Assessing the plan benefit design flexibility for a condition
Plan benefit design can encourage or discourage treatment flexibility through patient cost-sharing and logistical hurdles. Five considerations were identified to help differentiate among plan designs that allow for flexibility. Again, the preponderance of yes responses indicates that for a particular condition, the benefit design allows greater flexibility.
· Is the formulary open? Open formularies allow coverage, although at different copay or cost-sharing levels, for all or nearly all medications and therefore allow greater treatment flexibility. In contrast, closed formularies provide coverage for only those treatments listed on the formulary; patients who require non-formulary alternatives are responsible for the full treatment cost.

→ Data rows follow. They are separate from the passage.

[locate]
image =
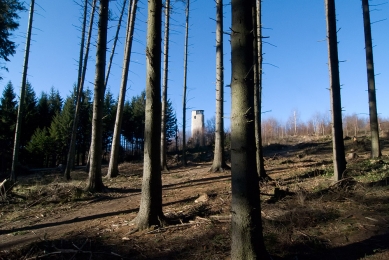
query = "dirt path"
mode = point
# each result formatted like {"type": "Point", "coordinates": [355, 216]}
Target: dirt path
{"type": "Point", "coordinates": [312, 219]}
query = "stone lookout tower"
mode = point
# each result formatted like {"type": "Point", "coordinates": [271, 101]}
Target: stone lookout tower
{"type": "Point", "coordinates": [197, 126]}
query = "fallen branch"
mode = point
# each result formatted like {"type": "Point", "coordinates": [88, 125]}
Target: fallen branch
{"type": "Point", "coordinates": [178, 225]}
{"type": "Point", "coordinates": [74, 251]}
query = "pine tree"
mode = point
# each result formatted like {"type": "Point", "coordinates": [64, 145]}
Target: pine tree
{"type": "Point", "coordinates": [246, 226]}
{"type": "Point", "coordinates": [150, 210]}
{"type": "Point", "coordinates": [95, 182]}
{"type": "Point", "coordinates": [7, 125]}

· Is the difference in patient cost-sharing between formulary tiers minimal? Over time, the number of formulary tiers has increased from two – generic or brand – to four or five – generic, preferred, non-preferred, specialty and non-preferred specialty. Patient cost-sharing has increased as well. The average copayment for a patient in an employer-sponsored plan can vary from $11 for generics to $54 for preferred medications and $93 for non-preferred treatments. Even small changes in cost-sharing can affect medication initiation and adherence: the greater the difference in cost-sharing between tiers, the less treatment flexibility allowed.
· Are many options included on the preferred formulary tier? Some plans include more than one treatment on the preferred tier for a condition; others only have one option. Because the non-preferred tier is associated with higher cost-sharing, benefits with limited options on the preferred tier discourage flexibility.

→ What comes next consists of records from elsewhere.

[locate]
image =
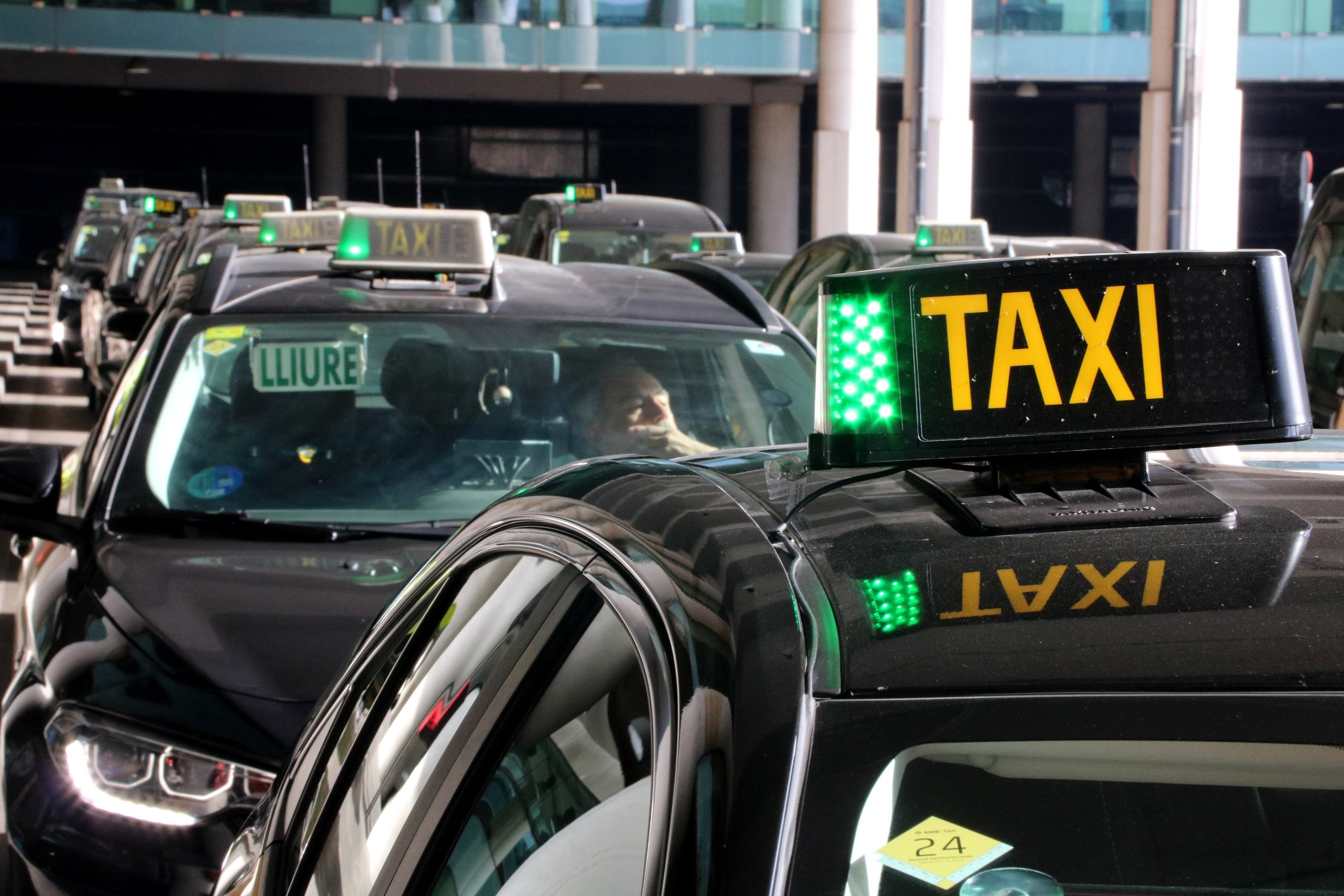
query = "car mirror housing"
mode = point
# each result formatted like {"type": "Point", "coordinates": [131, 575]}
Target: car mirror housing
{"type": "Point", "coordinates": [30, 490]}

· Are the utilization management criteria easy to navigate? If patients comply with treatment steps are they offered reduced cost-sharing? Many benefits manage utilization of higher-cost treatments by requiring prior authorization for a treatment, step-therapy or quantity limits. The more utilization management criteria in place, such as requiring two or three treatment failures or lab tests every six months, the less flexibility allowed. However, some patients might require non-preferred treatments despite qualifying for these criteria. Are those patients financially penalized with higher cost-sharing associated with higher tier treatments? Some plans allow copay relief, which encourages patients to use the optimal treatment.
· Is the medical exceptions and appeals process easy to navigate? The medical exception and appeals process provides a safeguard for patients with unique circumstances. The greater the burden (e.g., excessive documentation, persistent follow-up, and hassle to the patient and providers), the less plan flexibility exists.
These considerations require careful balance. When the need for flexibility is small, plan benefits can restrict treatment choices. Conversely, when the need for flexibility is high, plan benefits should permit flexibility. Treatments that work best for the “average” patient may not work for all patients. Because the most inefficient care is the care that does not work, a “one-size fits all” approach to medications may not meet the diverse healthcare needs of plan members.